La porción de la Torá de esta semana, Ki Tavo, es una fascinante mezcla de historia, gratitud y responsabilidad. Comienza con un hermoso mandamiento: cuando los israelitas entren en la Tierra Prometida y empiecen a cosechar sus cultivos, deberán llevar los primeros frutos al templo. Este acto de llevar los Bikkurim no es solo un ritual; es una profunda expresión de gratitud. Es una forma de decir: «Reconozco que estos frutos, esta abundancia, provienen de un poder superior. No lo he hecho solo».

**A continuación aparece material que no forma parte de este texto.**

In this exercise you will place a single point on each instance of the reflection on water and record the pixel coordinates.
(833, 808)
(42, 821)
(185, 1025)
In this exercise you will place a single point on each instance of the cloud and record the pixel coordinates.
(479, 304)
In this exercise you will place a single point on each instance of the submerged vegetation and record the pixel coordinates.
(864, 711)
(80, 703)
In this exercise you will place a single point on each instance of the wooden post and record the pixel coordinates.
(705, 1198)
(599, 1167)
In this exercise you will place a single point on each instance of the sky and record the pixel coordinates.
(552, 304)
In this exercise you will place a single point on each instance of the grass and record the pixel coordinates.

Imagina la escena: los israelitas, tras décadas de vagar por el desierto, se encuentran por fin a las puertas de una nueva etapa en sus vidas. Mientras se preparan para establecerse en la tierra de sus antepasados, se les ordena que tomen una parte de su primera cosecha y la ofrezcan con alegría. Este gesto es un poderoso recordatorio de que todo lo que tenemos —nuestros éxitos, nuestras bendiciones— proviene de algo más grande que nosotros mismos. Se trata de reconocer y celebrar la fuente de nuestra abundancia.

Pero «Ki Tavo» no trata solo de la gratitud; también nos enfrenta al concepto de las consecuencias. La porción incluye una sección dramática que detalla bendiciones y maldiciones. Las bendiciones describen las recompensas por llevar una vida recta: prosperidad, paz y plenitud. Las maldiciones, por otro lado, describen vívidamente las consecuencias de apartarse de los mandamientos de Dios: sufrimiento, confusión y pérdida. Este marcado contraste subraya un punto crucial: nuestras acciones tienen consecuencias reales, y vivir de acuerdo con nuestros valores conduce a una vida más plena y armoniosa.

Uno de los aspectos más conmovedores de este pasaje es el énfasis que se pone en la memoria y el legado. Cuando los israelitas están a punto de cruzar a la Tierra Prometida, se les ordena que construyan un altar y levanten grandes piedras en las que se hayan grabado las palabras de la Torá. Estas piedras son algo más que simples hitos; son recordatorios tangibles de la alianza entre Dios y el pueblo. Simbolizan el carácter perdurable de esta relación y la importancia de mantener las enseñanzas de la Torá en el centro de sus vidas.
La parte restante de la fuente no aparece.